Restricting SSH and SFTP?

[CarbineMonoxide]

Well, I'm setting up a site with a friend. I've got SSH set up to only allow myself to access my server via shell. I was wondering if I were able to add an account to my server, and only allow it access to one directory via SFTP without shell access. Anyone know how I could go about doing this?

[HalPomeranz]

You want to check out the scponly shell:

http://sublimation.org/scponly/wiki/index.php/Main_Page

[kevdog]

I see scponly uses chrootkit. Is this in any way different that creating a linux jail (ie using jailkit: http://olivier.sessink.nl/jailkit/), other than the functionality is limited to "ftp-like" activities only? Both programs make use of a chrootkit.

[HalPomeranz]

I see scponly uses chrootkit. Is this in any way different that creating a linux jail (ie using jailkit: http://olivier.sessink.nl/jailkit/), other than the functionality is limited to "ftp-like" activities only? Both programs make use of a chrootkit.

No particular difference. In fact, there's a link to the jailkit info off of the link I posted above.

[hyper_ch]

I use mysecureshell... it also chroots... and has a wide array of options. Very simple to setup.

[kevdog]

How safe is the use of chroot (the actual tool all these various processes use)? I understand the more executables you allow a chrooted user to run, you increase the chance that a user can break out of the jail. However, is the actual risk of running a linux jail (basically that's what all these programs do), very high in terms of a security risk and the user "breaking out" of the jail, and accessing the remainder of the system.

[HalPomeranz]

How safe is the use of chroot (the actual tool all these various processes use)? I understand the more executables you allow a chrooted user to run, you increase the chance that a user can break out of the jail. However, is the actual risk of running a linux jail (basically that's what all these programs do), very high in terms of a security risk and the user "breaking out" of the jail, and accessing the remainder of the system.

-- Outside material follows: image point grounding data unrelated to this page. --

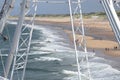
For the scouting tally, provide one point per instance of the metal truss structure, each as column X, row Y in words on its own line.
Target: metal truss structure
column 21, row 41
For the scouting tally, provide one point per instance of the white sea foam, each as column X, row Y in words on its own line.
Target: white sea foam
column 12, row 22
column 68, row 72
column 48, row 59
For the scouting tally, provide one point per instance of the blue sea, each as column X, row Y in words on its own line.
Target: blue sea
column 51, row 57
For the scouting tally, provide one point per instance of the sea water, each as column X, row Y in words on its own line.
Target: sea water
column 52, row 58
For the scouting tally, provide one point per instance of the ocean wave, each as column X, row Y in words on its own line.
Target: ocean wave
column 2, row 78
column 12, row 22
column 48, row 59
column 68, row 72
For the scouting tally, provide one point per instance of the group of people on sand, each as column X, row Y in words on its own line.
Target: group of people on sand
column 115, row 48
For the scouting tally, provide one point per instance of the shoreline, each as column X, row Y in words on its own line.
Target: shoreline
column 99, row 36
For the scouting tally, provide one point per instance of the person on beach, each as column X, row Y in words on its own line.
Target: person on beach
column 4, row 37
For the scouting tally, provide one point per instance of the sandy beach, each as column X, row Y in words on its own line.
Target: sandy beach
column 99, row 36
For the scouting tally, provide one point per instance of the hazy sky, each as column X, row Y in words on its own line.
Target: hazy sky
column 46, row 8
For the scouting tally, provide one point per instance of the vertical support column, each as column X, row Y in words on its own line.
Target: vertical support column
column 79, row 43
column 15, row 41
column 5, row 11
column 74, row 40
column 112, row 17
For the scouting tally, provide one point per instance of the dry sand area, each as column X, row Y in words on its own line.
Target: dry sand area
column 99, row 34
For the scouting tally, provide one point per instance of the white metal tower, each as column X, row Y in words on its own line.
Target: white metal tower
column 22, row 38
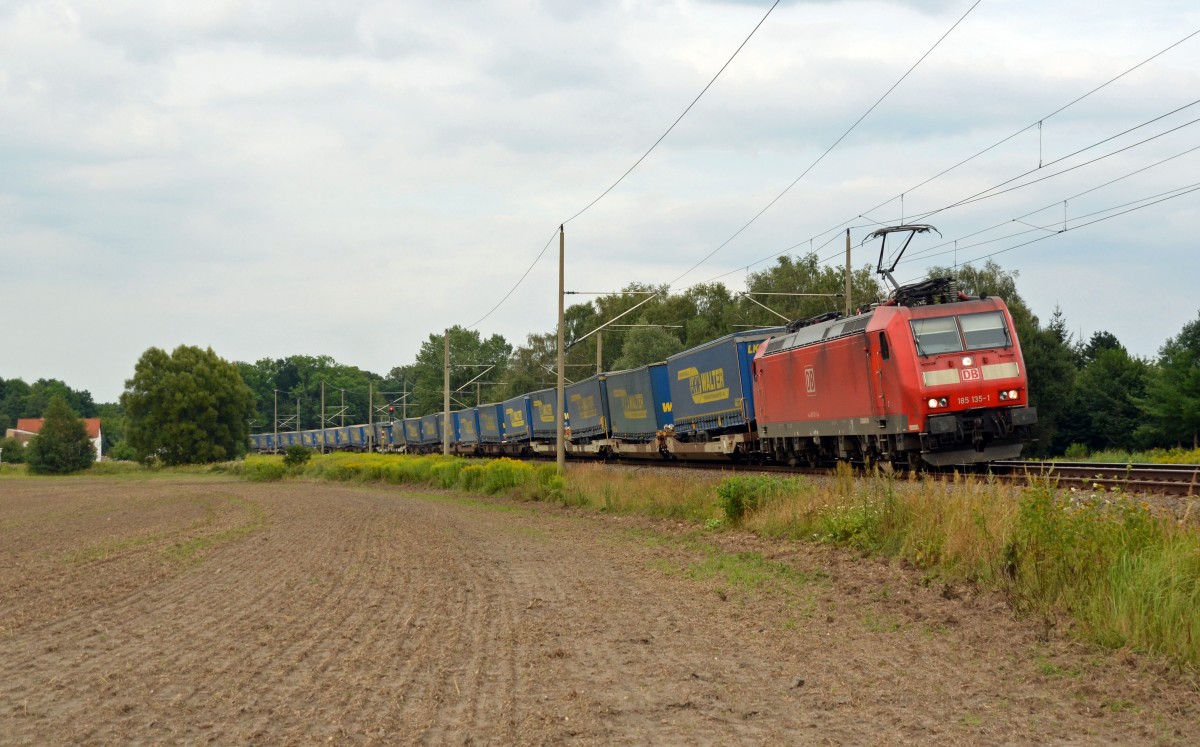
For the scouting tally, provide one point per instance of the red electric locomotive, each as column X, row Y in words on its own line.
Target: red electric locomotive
column 930, row 377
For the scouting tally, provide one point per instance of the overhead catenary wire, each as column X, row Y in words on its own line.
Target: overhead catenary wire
column 837, row 229
column 629, row 171
column 828, row 150
column 1177, row 192
column 1054, row 204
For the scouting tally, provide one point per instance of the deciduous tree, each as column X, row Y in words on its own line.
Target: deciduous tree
column 63, row 444
column 190, row 406
column 1173, row 390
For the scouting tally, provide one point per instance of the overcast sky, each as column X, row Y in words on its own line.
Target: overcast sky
column 343, row 178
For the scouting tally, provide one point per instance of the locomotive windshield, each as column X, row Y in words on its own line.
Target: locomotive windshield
column 936, row 335
column 970, row 332
column 984, row 330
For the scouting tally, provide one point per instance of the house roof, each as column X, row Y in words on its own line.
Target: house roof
column 34, row 425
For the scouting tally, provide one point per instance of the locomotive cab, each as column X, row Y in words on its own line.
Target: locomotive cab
column 929, row 377
column 964, row 384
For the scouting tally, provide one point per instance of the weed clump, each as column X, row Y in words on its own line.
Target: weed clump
column 297, row 456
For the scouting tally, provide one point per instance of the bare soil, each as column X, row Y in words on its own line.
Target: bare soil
column 208, row 610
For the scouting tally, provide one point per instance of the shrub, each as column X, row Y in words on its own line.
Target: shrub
column 297, row 455
column 1077, row 450
column 13, row 452
column 263, row 468
column 744, row 495
column 63, row 446
column 121, row 450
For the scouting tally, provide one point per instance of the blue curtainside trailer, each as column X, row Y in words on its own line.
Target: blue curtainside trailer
column 517, row 419
column 712, row 386
column 587, row 401
column 639, row 402
column 543, row 419
column 491, row 423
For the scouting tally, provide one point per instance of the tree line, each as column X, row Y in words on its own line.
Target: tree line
column 191, row 405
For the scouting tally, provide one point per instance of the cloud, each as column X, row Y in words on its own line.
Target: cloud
column 275, row 178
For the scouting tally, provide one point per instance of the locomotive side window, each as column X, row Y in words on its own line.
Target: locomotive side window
column 985, row 329
column 936, row 335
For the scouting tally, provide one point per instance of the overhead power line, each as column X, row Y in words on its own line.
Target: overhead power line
column 630, row 169
column 1179, row 192
column 828, row 150
column 837, row 229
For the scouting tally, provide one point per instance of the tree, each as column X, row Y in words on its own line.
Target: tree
column 190, row 406
column 1104, row 413
column 805, row 275
column 647, row 345
column 1173, row 390
column 63, row 444
column 469, row 358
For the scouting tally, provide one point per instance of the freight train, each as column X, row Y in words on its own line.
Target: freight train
column 929, row 377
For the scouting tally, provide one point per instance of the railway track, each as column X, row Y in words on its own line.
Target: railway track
column 1157, row 479
column 1177, row 480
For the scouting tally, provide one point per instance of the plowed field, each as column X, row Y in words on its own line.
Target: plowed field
column 208, row 610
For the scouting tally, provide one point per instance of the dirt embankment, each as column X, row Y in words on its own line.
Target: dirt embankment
column 210, row 610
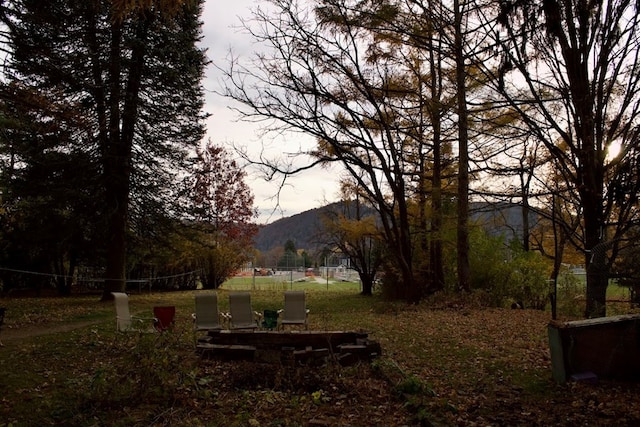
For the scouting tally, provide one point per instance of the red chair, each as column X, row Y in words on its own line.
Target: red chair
column 164, row 318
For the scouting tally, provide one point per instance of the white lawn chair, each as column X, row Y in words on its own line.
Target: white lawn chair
column 295, row 311
column 124, row 320
column 241, row 314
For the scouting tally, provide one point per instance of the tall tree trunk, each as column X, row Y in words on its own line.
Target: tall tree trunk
column 117, row 163
column 464, row 272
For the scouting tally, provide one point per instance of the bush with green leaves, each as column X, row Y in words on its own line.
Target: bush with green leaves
column 507, row 273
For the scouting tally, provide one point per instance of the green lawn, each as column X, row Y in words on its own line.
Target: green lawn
column 445, row 362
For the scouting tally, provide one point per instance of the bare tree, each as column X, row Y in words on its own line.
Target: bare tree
column 571, row 69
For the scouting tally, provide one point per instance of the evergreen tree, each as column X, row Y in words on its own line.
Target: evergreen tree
column 133, row 83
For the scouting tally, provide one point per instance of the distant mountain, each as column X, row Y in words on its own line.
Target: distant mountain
column 302, row 228
column 498, row 219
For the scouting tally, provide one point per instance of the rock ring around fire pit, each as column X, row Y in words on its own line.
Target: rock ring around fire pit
column 290, row 347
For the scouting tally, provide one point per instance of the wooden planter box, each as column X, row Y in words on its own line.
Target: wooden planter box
column 605, row 347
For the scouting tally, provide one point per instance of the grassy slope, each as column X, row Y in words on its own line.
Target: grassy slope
column 456, row 366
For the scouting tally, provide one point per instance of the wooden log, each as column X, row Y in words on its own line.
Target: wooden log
column 279, row 339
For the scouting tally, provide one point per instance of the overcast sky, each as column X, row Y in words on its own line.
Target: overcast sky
column 307, row 191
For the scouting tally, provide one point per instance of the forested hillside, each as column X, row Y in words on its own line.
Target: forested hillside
column 305, row 229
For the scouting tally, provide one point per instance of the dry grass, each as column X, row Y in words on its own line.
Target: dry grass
column 451, row 365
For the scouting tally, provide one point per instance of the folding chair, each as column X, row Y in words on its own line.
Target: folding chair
column 295, row 311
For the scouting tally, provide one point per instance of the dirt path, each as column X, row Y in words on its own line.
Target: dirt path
column 15, row 335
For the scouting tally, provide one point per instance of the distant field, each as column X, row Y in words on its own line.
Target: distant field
column 288, row 281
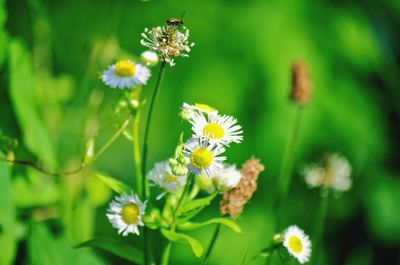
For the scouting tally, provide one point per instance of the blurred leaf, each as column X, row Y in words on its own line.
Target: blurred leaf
column 98, row 192
column 35, row 189
column 191, row 205
column 114, row 184
column 179, row 237
column 45, row 249
column 7, row 217
column 116, row 247
column 224, row 221
column 22, row 95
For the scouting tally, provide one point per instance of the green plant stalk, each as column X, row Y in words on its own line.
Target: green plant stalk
column 145, row 190
column 288, row 156
column 319, row 227
column 210, row 248
column 167, row 250
column 136, row 152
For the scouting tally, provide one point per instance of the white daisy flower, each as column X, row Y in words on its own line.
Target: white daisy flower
column 149, row 57
column 125, row 74
column 125, row 214
column 226, row 178
column 297, row 243
column 189, row 111
column 168, row 41
column 163, row 177
column 333, row 174
column 220, row 130
column 204, row 157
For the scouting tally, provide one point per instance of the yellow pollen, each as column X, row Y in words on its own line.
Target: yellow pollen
column 213, row 130
column 204, row 107
column 125, row 68
column 295, row 244
column 130, row 213
column 201, row 157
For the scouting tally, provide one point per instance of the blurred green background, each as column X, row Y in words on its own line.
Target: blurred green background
column 52, row 102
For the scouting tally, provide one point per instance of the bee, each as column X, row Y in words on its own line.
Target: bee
column 173, row 21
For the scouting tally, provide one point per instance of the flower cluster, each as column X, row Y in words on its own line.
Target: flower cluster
column 334, row 173
column 202, row 154
column 169, row 41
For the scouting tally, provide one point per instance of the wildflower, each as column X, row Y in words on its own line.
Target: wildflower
column 189, row 111
column 163, row 177
column 301, row 83
column 149, row 57
column 125, row 74
column 220, row 130
column 333, row 174
column 234, row 199
column 226, row 178
column 125, row 214
column 168, row 41
column 297, row 243
column 204, row 157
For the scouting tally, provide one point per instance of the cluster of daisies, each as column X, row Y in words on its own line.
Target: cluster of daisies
column 202, row 155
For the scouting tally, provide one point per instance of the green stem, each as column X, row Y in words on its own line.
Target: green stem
column 184, row 195
column 145, row 192
column 136, row 152
column 319, row 227
column 210, row 248
column 288, row 158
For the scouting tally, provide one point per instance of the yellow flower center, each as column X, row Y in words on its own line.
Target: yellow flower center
column 295, row 244
column 201, row 157
column 213, row 130
column 124, row 68
column 130, row 213
column 204, row 107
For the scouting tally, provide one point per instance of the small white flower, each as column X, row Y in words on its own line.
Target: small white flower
column 149, row 57
column 220, row 130
column 333, row 174
column 125, row 74
column 125, row 214
column 168, row 41
column 226, row 178
column 204, row 157
column 297, row 243
column 163, row 177
column 189, row 111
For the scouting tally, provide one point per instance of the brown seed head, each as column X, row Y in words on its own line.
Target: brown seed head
column 301, row 83
column 234, row 199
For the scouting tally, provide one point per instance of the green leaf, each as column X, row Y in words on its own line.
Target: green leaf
column 191, row 205
column 179, row 237
column 116, row 247
column 114, row 184
column 224, row 221
column 7, row 217
column 22, row 93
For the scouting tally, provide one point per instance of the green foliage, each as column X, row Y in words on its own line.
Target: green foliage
column 116, row 247
column 197, row 248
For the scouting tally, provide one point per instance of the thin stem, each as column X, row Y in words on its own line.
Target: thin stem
column 210, row 248
column 319, row 227
column 136, row 152
column 145, row 192
column 147, row 129
column 76, row 170
column 288, row 157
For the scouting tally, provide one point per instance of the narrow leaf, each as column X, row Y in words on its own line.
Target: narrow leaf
column 114, row 184
column 224, row 221
column 190, row 205
column 116, row 247
column 179, row 237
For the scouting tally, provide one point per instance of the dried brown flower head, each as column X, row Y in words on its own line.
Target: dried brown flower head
column 234, row 199
column 301, row 83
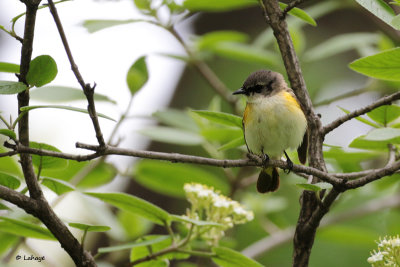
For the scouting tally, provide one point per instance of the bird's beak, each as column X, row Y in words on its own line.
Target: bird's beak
column 240, row 91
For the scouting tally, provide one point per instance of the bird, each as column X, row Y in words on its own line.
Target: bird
column 273, row 122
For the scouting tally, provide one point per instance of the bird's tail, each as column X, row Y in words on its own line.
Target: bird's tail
column 268, row 180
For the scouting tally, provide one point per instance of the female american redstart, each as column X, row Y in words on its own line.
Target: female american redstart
column 272, row 122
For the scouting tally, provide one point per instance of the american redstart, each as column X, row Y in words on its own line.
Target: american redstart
column 272, row 122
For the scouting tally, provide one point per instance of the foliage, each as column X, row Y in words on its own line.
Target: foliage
column 206, row 230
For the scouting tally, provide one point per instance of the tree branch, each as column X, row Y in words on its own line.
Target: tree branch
column 87, row 89
column 380, row 102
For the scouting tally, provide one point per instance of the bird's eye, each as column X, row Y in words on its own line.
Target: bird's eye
column 257, row 88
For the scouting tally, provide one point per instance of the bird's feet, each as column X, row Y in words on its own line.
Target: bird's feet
column 289, row 164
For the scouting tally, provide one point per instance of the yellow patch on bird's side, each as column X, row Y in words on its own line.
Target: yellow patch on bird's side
column 291, row 101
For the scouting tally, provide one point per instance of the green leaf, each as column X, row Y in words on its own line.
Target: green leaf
column 220, row 117
column 301, row 14
column 176, row 118
column 134, row 244
column 211, row 39
column 384, row 65
column 25, row 229
column 379, row 8
column 8, row 133
column 100, row 175
column 29, row 108
column 217, row 6
column 169, row 178
column 137, row 75
column 89, row 227
column 385, row 114
column 47, row 162
column 172, row 135
column 9, row 181
column 142, row 251
column 226, row 257
column 341, row 43
column 361, row 119
column 245, row 53
column 232, row 144
column 42, row 70
column 95, row 25
column 64, row 94
column 10, row 88
column 9, row 67
column 57, row 186
column 185, row 219
column 391, row 135
column 135, row 205
column 362, row 143
column 315, row 187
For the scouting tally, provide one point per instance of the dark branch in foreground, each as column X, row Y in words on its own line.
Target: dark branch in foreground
column 87, row 89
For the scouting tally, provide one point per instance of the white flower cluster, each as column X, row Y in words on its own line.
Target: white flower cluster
column 209, row 205
column 388, row 253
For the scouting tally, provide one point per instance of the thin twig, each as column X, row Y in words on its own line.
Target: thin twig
column 87, row 89
column 284, row 236
column 380, row 102
column 290, row 6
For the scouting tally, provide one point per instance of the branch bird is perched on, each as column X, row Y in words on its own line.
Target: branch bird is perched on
column 272, row 122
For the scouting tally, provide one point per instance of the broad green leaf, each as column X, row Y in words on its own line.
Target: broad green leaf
column 357, row 235
column 379, row 8
column 221, row 134
column 100, row 175
column 385, row 114
column 89, row 227
column 42, row 70
column 384, row 134
column 8, row 133
column 315, row 187
column 301, row 14
column 210, row 40
column 361, row 119
column 143, row 251
column 134, row 244
column 135, row 205
column 172, row 135
column 245, row 53
column 29, row 108
column 57, row 186
column 341, row 43
column 7, row 241
column 137, row 75
column 220, row 117
column 384, row 65
column 64, row 94
column 9, row 181
column 100, row 24
column 185, row 219
column 217, row 6
column 226, row 257
column 9, row 67
column 25, row 229
column 127, row 219
column 232, row 144
column 169, row 178
column 10, row 88
column 176, row 118
column 46, row 162
column 362, row 143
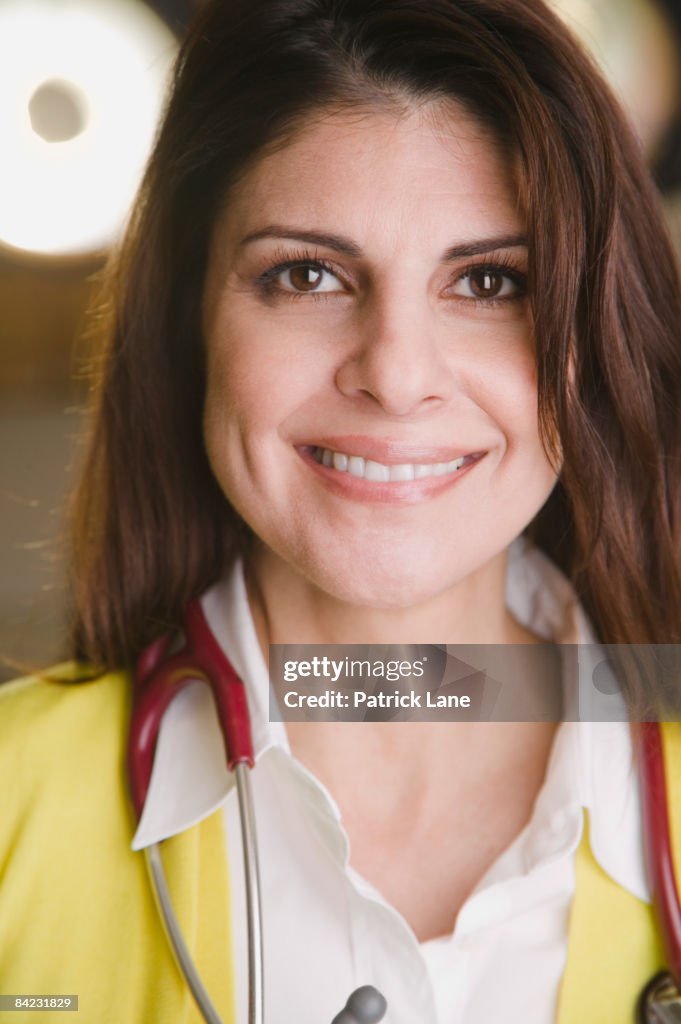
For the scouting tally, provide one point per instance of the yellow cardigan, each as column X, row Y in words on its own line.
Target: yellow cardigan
column 77, row 914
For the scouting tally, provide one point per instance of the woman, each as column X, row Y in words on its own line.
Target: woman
column 394, row 357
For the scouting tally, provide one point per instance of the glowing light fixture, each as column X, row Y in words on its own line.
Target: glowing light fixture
column 81, row 87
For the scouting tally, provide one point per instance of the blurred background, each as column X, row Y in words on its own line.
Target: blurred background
column 82, row 83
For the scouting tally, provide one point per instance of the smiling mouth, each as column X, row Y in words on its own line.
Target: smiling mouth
column 369, row 469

I'm not sure I entirely understand your question. Running an application under chroot restriction can't be any less secure than running it without chroot. Of course, the two cases may be equivalently secure if you do a bad job setting up the chroot environment!

All chroot exploits that I'm aware of first require the attacker to gain root privs within the chroot environment. So when running an application under chroot restriction, it has to run as an unprivileged user. Also don't put set-UID executables into your chroot directory structure. Avoid allowing people to upload files/data into the chroot directory structure, and if you must allow this then make sure you strip the execute bits (including the set-ID bits) on all uploaded files.

You may find this link helpful as well:

http://www.zdziarski.com/papers/chroot.html

It discusses the general process for chroot-ing arbitrary apps and has some good examples.